If lawmakers are serious about avoiding the fate that Kotkin and Cox foresee, they must come up with effective ways of prying housing stock loose from large American corporations and investment firms. Housing must be available to be bought, not merely rented, by ordinary people in Utah and the United States. The effects are not only felt in wealth accumulation for families, in the existence of a middle class and in family reproductive trends, but also spill over into neighborhood formation; as one commenter put it, “Owning makes people take responsibility and feel more investment in their community.” 

Carrots and sticks

A two-pronged approach is needed. Lawmakers must come up with ways to restrict sales of housing to corporations and investment firms and also devise ways to incentivize corporations and investment firms to sell housing stock they already own to ordinary buyers (aka “owner-occupiers”).

Various countries have begun exploring both avenues. For example, with regard to sales restrictions, the Biden administration is already (slightly) clamping down by new regulations on cash-only real estate purchases, limiting sales of FHA-insured and HUD-owned properties to large investors and proposing higher taxes for investor buyers.

Cincinnati is buying homes that might be bought by large investors, and then planning to sell them to owner-occupants. Ireland has moved to block investment firms from buying large chunks of housing stock by levying special taxes on the purchase of more than 10 properties, and by insisting that 50% of new developments go to owner-occupiers. Other locales have even set a numeric limit on the number of units that can be owned by a corporation or investment firm (and all its subsidiaries and shells), or limits on number of rental units in a given subdivision

Other strategies include measures that prohibit bulk sales of foreclosed homes or mandate that the owner must live in the property for a year before the unit can be rented out. Still others make such sales very expensive by levying a special social impact tax on investor buyers at the time of sale or on yearly profits that can add up to the price of the home, or by placing restrictions on the bidding process itself to make it fairer to regular homebuyers, or by offering government grants to ordinary homebuyers to help them be more competitive in bidding against investment firms. (Berliners have even voted to force predatory corporate owners to divest and sell units to the government.)

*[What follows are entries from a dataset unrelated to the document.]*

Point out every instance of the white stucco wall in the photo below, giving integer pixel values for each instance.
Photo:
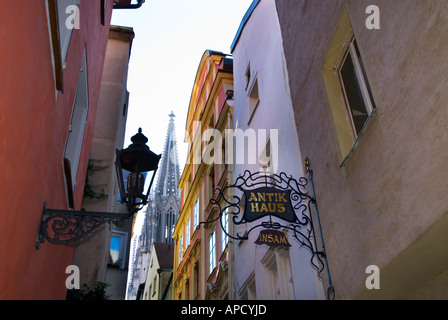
(260, 47)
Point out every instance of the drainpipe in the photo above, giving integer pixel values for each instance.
(129, 6)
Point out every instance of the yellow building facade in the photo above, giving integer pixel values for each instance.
(202, 265)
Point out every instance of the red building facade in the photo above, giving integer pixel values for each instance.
(52, 60)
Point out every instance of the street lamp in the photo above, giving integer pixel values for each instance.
(135, 162)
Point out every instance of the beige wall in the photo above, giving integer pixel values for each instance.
(92, 255)
(387, 205)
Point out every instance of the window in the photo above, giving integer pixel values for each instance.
(181, 248)
(212, 252)
(247, 75)
(195, 280)
(187, 231)
(349, 92)
(357, 93)
(196, 215)
(225, 230)
(117, 249)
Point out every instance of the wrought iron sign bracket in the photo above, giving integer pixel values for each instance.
(282, 203)
(68, 226)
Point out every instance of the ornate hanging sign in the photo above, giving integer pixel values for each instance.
(268, 201)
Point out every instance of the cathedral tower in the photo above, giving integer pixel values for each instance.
(163, 207)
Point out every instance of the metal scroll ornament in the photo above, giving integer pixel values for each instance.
(277, 202)
(64, 227)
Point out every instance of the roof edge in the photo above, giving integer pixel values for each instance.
(243, 23)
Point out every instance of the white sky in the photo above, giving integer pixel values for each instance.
(170, 39)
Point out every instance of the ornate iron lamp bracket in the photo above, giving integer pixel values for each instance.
(67, 226)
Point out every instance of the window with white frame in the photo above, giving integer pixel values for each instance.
(117, 249)
(181, 248)
(212, 252)
(187, 233)
(356, 89)
(196, 215)
(348, 89)
(254, 99)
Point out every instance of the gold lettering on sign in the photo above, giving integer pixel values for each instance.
(272, 238)
(267, 202)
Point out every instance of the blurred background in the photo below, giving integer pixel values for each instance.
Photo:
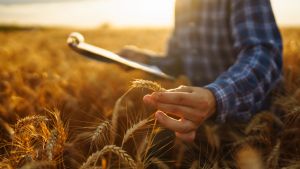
(39, 73)
(119, 13)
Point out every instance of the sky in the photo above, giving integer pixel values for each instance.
(92, 13)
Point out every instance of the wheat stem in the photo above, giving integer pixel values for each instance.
(110, 148)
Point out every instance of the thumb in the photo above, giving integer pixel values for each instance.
(188, 137)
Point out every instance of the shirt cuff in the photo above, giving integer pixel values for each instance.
(224, 94)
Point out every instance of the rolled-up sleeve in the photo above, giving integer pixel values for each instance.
(242, 89)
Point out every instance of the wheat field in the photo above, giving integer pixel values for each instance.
(60, 110)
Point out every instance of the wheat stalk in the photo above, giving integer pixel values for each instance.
(110, 148)
(100, 130)
(51, 143)
(272, 160)
(40, 165)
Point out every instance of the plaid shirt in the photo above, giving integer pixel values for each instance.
(232, 47)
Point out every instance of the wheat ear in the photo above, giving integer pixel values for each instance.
(27, 121)
(110, 148)
(160, 164)
(134, 128)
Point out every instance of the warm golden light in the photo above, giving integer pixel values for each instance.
(91, 13)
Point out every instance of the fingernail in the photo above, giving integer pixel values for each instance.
(158, 115)
(155, 95)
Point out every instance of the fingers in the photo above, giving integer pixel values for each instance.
(181, 126)
(181, 111)
(188, 137)
(182, 88)
(178, 98)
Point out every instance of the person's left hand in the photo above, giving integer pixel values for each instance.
(192, 105)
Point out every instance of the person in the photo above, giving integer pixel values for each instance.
(232, 52)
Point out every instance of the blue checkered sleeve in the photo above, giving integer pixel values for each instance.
(241, 90)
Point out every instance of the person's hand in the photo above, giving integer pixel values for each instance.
(135, 54)
(192, 105)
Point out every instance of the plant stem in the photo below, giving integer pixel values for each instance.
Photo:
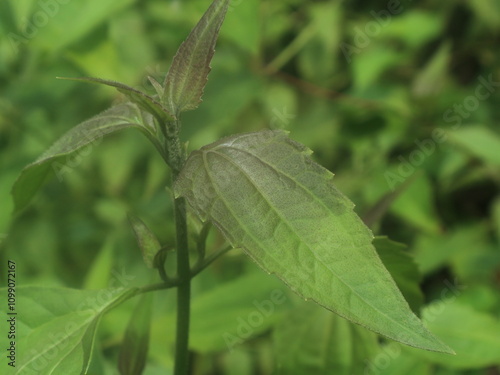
(183, 290)
(174, 149)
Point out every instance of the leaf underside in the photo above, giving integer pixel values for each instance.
(267, 196)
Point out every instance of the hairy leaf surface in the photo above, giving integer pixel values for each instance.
(189, 71)
(58, 157)
(268, 197)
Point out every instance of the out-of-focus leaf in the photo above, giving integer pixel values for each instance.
(416, 206)
(293, 222)
(312, 340)
(479, 141)
(475, 336)
(189, 71)
(433, 252)
(56, 328)
(430, 81)
(392, 360)
(135, 345)
(58, 157)
(496, 217)
(243, 24)
(403, 270)
(99, 274)
(69, 21)
(146, 239)
(488, 11)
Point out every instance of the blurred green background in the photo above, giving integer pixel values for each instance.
(391, 96)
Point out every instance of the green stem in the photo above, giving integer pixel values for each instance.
(183, 290)
(174, 150)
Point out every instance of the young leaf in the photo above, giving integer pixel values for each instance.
(189, 71)
(56, 328)
(146, 239)
(140, 98)
(268, 197)
(59, 158)
(134, 349)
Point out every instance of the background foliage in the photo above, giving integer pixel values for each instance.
(389, 94)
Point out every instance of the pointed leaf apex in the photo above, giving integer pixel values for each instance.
(188, 75)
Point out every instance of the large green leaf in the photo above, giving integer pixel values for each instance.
(312, 340)
(56, 328)
(268, 197)
(189, 71)
(403, 270)
(59, 158)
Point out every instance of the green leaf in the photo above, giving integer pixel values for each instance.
(312, 340)
(56, 328)
(268, 197)
(59, 158)
(479, 141)
(403, 270)
(146, 102)
(134, 349)
(189, 71)
(146, 239)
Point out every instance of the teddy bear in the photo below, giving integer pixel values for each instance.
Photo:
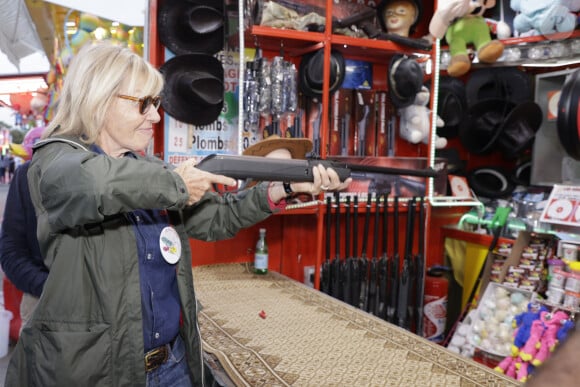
(462, 23)
(523, 325)
(415, 124)
(543, 17)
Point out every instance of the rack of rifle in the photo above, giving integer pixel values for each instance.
(384, 284)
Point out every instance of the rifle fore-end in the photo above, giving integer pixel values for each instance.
(271, 169)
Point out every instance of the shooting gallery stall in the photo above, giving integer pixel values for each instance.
(271, 330)
(350, 274)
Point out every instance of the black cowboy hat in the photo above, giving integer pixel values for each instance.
(490, 182)
(194, 88)
(311, 72)
(519, 129)
(381, 14)
(451, 105)
(187, 27)
(508, 83)
(405, 80)
(483, 125)
(569, 115)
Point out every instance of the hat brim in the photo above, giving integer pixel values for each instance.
(568, 115)
(183, 101)
(307, 72)
(180, 37)
(483, 124)
(298, 147)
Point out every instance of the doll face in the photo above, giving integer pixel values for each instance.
(478, 7)
(399, 15)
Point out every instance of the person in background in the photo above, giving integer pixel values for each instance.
(20, 254)
(398, 16)
(113, 224)
(561, 368)
(2, 169)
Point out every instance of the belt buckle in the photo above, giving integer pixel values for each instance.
(155, 357)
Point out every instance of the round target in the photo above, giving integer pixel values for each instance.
(560, 209)
(553, 104)
(459, 187)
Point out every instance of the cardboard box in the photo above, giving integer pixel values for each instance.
(365, 118)
(341, 133)
(523, 240)
(401, 185)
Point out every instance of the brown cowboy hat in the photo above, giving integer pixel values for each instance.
(298, 146)
(187, 27)
(311, 74)
(194, 88)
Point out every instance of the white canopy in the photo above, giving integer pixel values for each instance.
(129, 12)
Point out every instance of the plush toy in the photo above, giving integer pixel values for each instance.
(508, 366)
(543, 17)
(462, 23)
(415, 124)
(564, 329)
(553, 323)
(523, 324)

The second prong of the strategy is to make holding onto the housing stock burdensome for the corporate owner. Proposals to establish special (read: higher) property tax tiers for corporate owners, or changing tax law to make certain expenses and taxes non-deductible for corporate owners have been floated, as well as devaluation of property investments for tax purposes for investment firms.

Rent increase caps are a frequently used approach to denying corporate owners exorbitant profits, though they can sometimes have unintended negative effects.

Still other countries and locales outlaw the practice of forcing tenants to repair their own units, fine vacant property owners for failure to keep up the property, impose special taxes on vacant properties or properties owned by foreigners, tighten underwriting for investor buyers, and make it far easier for tenants to fight eviction.

Some countries and locales use a carrot instead of a stick and reward corporate owners who establish “rent-to-own” contracts with their tenants (though care must be taken in crafting these) and also make it easier for renters to qualify for mortgages.

In short, neither the U.S. nor Utah is helpless in the face of this great shift toward neofeudalism. We needn’t countenance the push to turn our children into a generation of serfs, our land into some investment firm’s feudal dukedom, and our government into rule by a landed corporate aristocracy. It’s high time for federal, state and local leadership to face this serious challenge to our future, otherwise, as Kotkin puts it, “Unlike their forebears, the next generation seems likely to live increasingly as propertyless serfs.”

Valerie M. Hudson is a university distinguished professor at The Bush School of Government and Public Service at Texas A&M University and a Deseret News contributor. Her views are her own.